Editorial: Corte de cuentas en Bogotá

Editorial: Corte de cuentas en Bogotá

Los cien días de gobierno de Peñalosa muestran un ritmo acorde con el talante del mandatario.

06 de abril 2016 , 10:12 p.m.

Esta semana se cumplen los primeros cien días del nuevo gobierno de Bogotá, una ciudad con desafíos que parecieran desbordarla constantemente, con expectativas ambiciosas y heridas que se niegan a cicatrizar. Todo un reto para el repitente Enrique Peñalosa, quien presentó ayer su primer corte de cuentas.

Como ya es costumbre, la opinión pública, los analistas y encuestadores intentan medir en este lapso el arranque de una administración. Cabe reiterar que se trata de un margen estrecho que, si acaso, solo permite vislumbrar el horizonte de lo que se anhela, perfilar la estrategia para conseguirlo e imponer un estilo para ejecutarlo. Y estos tres primeros meses de Peñalosa confluyen en esa dirección: ha sido un gobierno pragmático, que rompió paradigmas, que luce apurado por mostrar resultados y desafiante en asuntos que, según el mandatario, están enfocados hacia la construcción de una ciudad que vaya más allá del gobierno de turno.

La era de la ‘Bogotá mejor para todos’ comenzó con un anuncio trascendental: medidas de choque para afrontar problemas de seguridad y movilidad. Así, se dio paso a la creación de la Secretaría de Seguridad en tiempo récord, se focalizaron más de 700 puntos críticos, cayó el hurto de celulares en 48 por ciento; el de personas, en 20; el de residencias, en 14, y el homicidio, en 15.

La cuestión ahora es que tales indicadores vayan acompañados de un clima de confianza y tranquilidad ciudadanas, pues cualquier logro estadístico se borra con la misma facilidad con que se produce un fleteo o se asalta un bus, e infortunadamente eso es lo que queda en la retina del ciudadano.

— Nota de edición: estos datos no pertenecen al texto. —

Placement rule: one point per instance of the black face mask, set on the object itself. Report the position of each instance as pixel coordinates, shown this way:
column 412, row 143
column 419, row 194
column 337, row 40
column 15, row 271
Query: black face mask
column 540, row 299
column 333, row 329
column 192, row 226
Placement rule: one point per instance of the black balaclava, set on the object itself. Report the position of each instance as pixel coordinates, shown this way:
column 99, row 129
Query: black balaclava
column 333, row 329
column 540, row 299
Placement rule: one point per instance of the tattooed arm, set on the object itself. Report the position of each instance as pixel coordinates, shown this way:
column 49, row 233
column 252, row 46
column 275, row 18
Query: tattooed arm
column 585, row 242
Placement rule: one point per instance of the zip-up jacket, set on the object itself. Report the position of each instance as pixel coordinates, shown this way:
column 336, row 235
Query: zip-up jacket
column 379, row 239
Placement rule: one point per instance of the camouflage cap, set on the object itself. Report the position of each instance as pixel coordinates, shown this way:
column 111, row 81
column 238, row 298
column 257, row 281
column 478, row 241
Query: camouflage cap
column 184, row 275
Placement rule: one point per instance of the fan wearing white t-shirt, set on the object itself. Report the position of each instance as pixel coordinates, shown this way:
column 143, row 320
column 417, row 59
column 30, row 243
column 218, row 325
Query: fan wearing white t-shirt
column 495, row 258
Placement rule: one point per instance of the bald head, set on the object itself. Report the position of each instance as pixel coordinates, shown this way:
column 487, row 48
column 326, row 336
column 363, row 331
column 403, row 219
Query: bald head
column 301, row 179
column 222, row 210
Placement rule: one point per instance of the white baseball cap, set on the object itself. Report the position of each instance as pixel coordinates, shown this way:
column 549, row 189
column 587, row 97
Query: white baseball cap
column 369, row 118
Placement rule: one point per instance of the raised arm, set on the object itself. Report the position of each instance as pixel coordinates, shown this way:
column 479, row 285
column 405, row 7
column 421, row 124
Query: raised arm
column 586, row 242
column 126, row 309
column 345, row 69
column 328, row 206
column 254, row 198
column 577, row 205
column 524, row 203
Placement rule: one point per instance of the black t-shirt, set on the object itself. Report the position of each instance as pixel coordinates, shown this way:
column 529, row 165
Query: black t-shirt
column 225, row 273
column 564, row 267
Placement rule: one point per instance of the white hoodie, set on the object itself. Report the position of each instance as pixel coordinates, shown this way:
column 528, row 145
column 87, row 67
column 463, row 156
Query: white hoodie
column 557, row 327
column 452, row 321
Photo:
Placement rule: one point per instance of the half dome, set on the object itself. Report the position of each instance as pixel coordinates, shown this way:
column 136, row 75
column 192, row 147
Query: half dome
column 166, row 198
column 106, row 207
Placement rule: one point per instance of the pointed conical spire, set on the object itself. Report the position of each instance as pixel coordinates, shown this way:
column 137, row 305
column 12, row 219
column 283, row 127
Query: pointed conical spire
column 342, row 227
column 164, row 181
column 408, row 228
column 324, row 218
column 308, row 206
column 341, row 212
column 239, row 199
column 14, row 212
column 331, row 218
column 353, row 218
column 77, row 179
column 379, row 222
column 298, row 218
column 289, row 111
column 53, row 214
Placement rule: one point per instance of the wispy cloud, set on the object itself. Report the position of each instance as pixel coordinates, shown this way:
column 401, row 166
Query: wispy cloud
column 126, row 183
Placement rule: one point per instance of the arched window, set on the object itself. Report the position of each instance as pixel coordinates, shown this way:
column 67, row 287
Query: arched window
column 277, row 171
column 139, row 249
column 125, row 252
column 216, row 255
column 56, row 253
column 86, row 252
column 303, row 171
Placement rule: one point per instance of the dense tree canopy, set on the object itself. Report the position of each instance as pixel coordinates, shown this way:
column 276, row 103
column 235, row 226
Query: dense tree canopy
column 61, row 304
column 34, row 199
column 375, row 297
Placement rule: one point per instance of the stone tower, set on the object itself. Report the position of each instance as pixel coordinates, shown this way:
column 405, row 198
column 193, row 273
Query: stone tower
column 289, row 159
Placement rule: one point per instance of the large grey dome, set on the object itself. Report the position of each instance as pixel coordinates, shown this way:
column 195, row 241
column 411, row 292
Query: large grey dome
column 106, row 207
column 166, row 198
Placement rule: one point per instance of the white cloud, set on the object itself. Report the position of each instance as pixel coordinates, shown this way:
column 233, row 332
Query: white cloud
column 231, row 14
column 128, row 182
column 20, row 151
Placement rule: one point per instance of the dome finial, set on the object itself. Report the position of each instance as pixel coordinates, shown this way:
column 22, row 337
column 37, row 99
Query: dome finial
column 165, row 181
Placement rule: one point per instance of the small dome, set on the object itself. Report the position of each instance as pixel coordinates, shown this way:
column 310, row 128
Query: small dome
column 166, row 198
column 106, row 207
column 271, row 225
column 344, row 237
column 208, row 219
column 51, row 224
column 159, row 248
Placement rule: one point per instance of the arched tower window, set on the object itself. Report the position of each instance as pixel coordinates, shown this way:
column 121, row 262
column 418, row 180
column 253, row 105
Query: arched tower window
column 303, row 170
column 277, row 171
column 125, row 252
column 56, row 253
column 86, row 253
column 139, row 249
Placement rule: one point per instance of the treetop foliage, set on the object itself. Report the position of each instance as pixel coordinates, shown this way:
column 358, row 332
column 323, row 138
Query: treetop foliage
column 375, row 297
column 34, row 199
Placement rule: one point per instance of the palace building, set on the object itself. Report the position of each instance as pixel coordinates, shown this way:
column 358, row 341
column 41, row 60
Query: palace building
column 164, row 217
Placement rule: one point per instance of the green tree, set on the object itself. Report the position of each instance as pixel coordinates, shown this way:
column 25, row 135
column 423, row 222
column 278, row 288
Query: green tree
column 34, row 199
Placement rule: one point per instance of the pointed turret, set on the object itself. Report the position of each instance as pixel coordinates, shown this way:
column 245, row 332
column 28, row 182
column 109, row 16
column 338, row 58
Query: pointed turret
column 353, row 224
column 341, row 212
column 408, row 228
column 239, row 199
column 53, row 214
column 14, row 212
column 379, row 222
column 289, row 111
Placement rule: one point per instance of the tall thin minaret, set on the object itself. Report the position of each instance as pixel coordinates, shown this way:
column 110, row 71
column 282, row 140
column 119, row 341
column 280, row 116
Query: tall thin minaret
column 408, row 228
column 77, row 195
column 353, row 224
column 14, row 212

Igual sucede con la movilidad. Si bien el balance refleja aciertos como el ritmo impuesto al metro –ya cuenta con hoja de ruta, un proyecto de acuerdo que crea la empresa metro y un convenio de cooperación técnica con Medellín– o la definición de nuevas troncales, la Avenida Longitudinal, el arreglo de estaciones de TransMilenio y la reducción del 30 por ciento de los colados, la intervención del Sistema Integrado de Transporte Público (SITP) sigue en veremos. Ha habido tímidos avances, síntoma de lo complejo que resulta un tema que desangra las arcas oficiales.

Y se podrían seguir enumerando ejecutorias menos visibles, que evidencian eso que a Peñalosa lo obsesiona: el orden. Limpiar fachadas, recuperar andenes, sancionar infractores hacen parte de ese estilo de un burgomaestre que llegó, incluso, a decretar la emergencia sanitaria por la situación de urgencias hospitalarias.

Como decíamos, cien días es un tiempo exiguo para balances. Donde verdaderamente se miden la gestión, el liderazgo y la tenacidad de una administración es en las grandes reformas que demanda la ciudad. Ya han empezado a asomar vehementes discursos alrededor de algunas, como la franja Van der Hammen, que ha generado más de una controversia y ha puesto a la defensiva al gobierno.

Comunicación, diálogo permanente, explicaciones precisas, consensos y resultados es lo que espera la gente. La misma que debería entender que un proyecto de ciudad se construye con el concurso de todos; no es posible hacerlo de forma distinta.